The dark pub seemed to have become even darker. The atmosphere smokier, though no one was smoking. She leaned close, whispering. ‘Two weeks ago, almost the last time I saw him, he was anxious. Still happy, but anxious. Like he was being menaced, or chased. Or at least watched.’

Nina drank a quick half-pint of Tennants, then said, ‘He didn’t say much, at first. He was jokey. Offhand. But I’d had enough, and finally I confronted him. I said, “Dad, what is going on? You’ve got all this money, you went away, you seem different, moody, happy one minute, weird the next. Now you say there are people watching you.” And I badgered him. I wouldn’t take no for an answer. I insisted, and finally he said, “OK, it’s true, I have discovered a secret, an extraordinary truth, a revelation… but it must remain with me. Don’t go after this secret unless you want to die, unless you want to get yourself killed”… ’

‘He was drunk when he said this?’

‘A bit. Maybe. A wee bit, aye. But also quite coherent. He wasn’t rambling. And then soon after that he gets himself killed.’

Adam sat back. Nina finished her beer. She sought his gaze with her own.

‘So. Will you help me? Adam? Will you help me find the truth? The cops are divvies.’

‘How can I help you?’

‘Come with me to his flat. Find all his notes! He was a diligent note-taker. You know. ’Cause he was an author. Then we can see what he had found.’

‘Why do you need me? Surely you are his executors, you and Hannah?’

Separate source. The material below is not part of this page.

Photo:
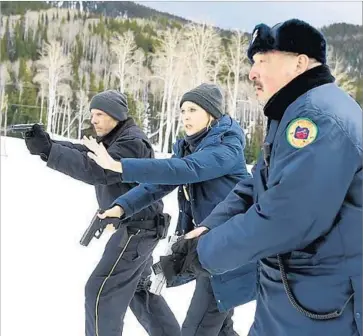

‘No. His wife is. Second wife. Mum died a decade back. Car accident. He remarried five years ago, some Irish woman. I’ve tried to like her but she’s — she’s just an idiot. Guess she’s got her own issues, but life is too short, I can’t be arsed. Besides, she thinks it’s suicide and she hates all this Facebook stuff. But she’s away tomorrow night: we can break in.’

‘ Break in? ’

‘And find the notes. You’re an investigative journalist. You must know how to do all this. Find the secret that can get you killed, that got my father killed. What do you think, Adam?’

Adam said nothing. He was trying to reconcile two conflicting thoughts. The first was: that this girl reminded him of Alicia. It was unmistakable: she had the same intelligence and vivacity mixed with the same damaged quality. Even the poetry quoting was similar. And anything that reminded Adam of Alicia was bad news, set off sirens in his mind, red lights strobing danger.

But against this was set another, opposing desire: to learn more, to get the truth, to be a journalist. Everything in his training was telling him: This is it: this is a Real Story. Adam was jobless and directionless, and if he wanted to make a living he could not afford to turn down a cracking story when it was given to him like this.

He sipped the last of his beer. ‘Where did your father live?’